43. A method of stacking bills in a cash box comprising the steps of:
receiving a bill to be stacked and feeding a first end of the received bill to a stacking
location on top of a stacking surface if no bill stack previously exists or on top
of a bill stack supported by the stacking surface when the bill stack previously exists;
rolling the bill out on top of one of the bill stack or the stacking surface.
44. A method of stacking bills as recited in claim 43 further comprising the step of gripping
the first end of the received bill at the stacking location, wherein the bill is rolled
out while gripping the first end of the received bill.

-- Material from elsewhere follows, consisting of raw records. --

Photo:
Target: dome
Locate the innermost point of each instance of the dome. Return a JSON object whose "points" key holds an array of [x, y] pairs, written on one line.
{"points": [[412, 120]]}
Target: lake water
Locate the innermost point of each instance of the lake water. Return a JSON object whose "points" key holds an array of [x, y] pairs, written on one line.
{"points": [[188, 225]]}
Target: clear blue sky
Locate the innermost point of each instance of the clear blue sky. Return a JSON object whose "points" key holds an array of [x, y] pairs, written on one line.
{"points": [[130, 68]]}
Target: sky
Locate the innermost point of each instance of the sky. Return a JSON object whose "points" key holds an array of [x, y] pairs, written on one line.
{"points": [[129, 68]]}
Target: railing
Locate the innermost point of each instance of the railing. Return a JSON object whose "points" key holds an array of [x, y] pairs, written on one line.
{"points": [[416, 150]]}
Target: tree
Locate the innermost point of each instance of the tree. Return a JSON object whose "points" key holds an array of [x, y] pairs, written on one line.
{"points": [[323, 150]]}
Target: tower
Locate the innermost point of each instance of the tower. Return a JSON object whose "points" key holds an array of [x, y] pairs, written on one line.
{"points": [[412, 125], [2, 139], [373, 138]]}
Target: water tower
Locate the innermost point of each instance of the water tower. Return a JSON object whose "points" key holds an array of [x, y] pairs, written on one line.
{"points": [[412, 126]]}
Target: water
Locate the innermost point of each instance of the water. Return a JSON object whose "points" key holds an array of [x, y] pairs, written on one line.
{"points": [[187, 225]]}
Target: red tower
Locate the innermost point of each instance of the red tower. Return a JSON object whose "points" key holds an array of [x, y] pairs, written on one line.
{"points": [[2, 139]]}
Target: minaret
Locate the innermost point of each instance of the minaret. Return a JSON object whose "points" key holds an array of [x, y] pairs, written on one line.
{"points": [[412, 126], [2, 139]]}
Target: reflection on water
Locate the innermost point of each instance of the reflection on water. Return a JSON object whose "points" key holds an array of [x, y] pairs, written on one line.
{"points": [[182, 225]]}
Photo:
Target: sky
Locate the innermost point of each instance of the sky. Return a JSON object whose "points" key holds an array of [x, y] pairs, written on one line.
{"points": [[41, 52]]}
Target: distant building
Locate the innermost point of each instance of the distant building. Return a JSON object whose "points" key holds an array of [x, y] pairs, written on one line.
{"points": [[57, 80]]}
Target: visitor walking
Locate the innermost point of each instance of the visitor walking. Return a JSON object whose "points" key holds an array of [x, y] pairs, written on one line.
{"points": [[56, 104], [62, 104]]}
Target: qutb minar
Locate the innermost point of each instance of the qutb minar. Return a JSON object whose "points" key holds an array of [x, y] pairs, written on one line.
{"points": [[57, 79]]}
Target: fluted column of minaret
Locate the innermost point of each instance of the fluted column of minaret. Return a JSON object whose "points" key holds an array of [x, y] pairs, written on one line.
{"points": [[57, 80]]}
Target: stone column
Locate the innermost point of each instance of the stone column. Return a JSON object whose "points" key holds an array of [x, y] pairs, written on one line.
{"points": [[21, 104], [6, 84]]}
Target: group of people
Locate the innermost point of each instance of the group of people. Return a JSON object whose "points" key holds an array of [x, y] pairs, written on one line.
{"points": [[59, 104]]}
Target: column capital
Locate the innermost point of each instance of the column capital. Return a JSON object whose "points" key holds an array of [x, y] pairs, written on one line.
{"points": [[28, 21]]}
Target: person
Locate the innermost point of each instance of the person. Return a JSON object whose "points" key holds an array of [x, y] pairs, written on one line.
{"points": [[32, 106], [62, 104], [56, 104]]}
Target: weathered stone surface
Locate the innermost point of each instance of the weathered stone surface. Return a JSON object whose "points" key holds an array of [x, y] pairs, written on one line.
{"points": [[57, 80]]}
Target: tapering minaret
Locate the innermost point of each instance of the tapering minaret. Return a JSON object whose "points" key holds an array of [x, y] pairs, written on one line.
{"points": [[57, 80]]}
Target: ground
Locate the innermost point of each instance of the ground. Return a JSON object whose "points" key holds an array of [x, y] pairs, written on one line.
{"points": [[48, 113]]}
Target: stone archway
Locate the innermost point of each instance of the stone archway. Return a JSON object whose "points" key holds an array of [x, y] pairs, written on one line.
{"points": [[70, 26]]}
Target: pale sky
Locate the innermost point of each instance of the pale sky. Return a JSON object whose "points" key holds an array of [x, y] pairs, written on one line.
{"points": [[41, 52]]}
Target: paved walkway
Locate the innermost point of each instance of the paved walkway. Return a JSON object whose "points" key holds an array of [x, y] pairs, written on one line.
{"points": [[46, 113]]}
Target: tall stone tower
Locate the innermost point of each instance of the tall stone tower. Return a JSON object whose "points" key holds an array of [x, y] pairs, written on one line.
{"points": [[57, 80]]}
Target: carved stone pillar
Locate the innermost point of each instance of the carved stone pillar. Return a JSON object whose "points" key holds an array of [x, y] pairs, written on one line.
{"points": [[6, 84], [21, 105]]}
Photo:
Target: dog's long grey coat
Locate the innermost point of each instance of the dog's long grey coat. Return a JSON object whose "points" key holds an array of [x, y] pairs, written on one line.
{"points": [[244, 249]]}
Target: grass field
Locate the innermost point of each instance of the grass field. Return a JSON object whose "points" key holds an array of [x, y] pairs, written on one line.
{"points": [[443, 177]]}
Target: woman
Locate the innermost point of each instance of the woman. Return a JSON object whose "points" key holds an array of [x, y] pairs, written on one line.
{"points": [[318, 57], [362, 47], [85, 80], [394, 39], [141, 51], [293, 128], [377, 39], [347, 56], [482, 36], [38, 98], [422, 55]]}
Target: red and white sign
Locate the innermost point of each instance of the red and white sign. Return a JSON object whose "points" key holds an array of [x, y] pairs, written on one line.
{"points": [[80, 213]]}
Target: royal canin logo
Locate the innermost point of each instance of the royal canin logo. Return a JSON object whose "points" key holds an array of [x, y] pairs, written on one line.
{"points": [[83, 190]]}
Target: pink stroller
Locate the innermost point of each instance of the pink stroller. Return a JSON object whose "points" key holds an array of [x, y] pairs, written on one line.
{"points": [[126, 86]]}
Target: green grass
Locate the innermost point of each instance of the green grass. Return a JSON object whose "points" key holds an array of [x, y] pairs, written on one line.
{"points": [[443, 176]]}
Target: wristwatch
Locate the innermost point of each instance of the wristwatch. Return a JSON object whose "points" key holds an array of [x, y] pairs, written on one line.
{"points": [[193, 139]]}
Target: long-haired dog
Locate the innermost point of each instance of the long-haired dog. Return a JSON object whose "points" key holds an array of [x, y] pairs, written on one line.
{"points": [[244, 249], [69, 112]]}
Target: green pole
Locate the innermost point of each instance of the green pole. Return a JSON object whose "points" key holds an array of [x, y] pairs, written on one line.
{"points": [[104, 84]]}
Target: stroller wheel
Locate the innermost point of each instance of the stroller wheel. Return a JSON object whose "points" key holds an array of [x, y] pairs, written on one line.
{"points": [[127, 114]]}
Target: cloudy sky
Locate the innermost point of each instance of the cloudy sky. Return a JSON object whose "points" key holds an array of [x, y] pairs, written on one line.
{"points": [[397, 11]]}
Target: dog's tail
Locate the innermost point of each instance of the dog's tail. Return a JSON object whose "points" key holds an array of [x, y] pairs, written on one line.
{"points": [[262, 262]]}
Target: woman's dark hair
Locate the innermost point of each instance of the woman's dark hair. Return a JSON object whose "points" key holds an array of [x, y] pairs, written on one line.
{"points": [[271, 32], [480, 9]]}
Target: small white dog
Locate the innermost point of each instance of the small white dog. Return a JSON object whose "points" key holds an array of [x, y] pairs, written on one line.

45. A method of stacking bills as recited in claim 43 wherein the rolling step is accomplished
with a stack roller that translates longitudinally across the bill stack or stacking
surface.
46. A bill stacking cash box as recited in claim 34 wherein the positioning mechanism
includes a first spring that biases the stacking plate towards the roller plane and
a stack stabilizing mechanism that biases the top surface of the bill stack in a direction
opposite to the direction that the first spring biases the stacking plate to help
prevent the top surface of the bill stack from moving into the roller plane.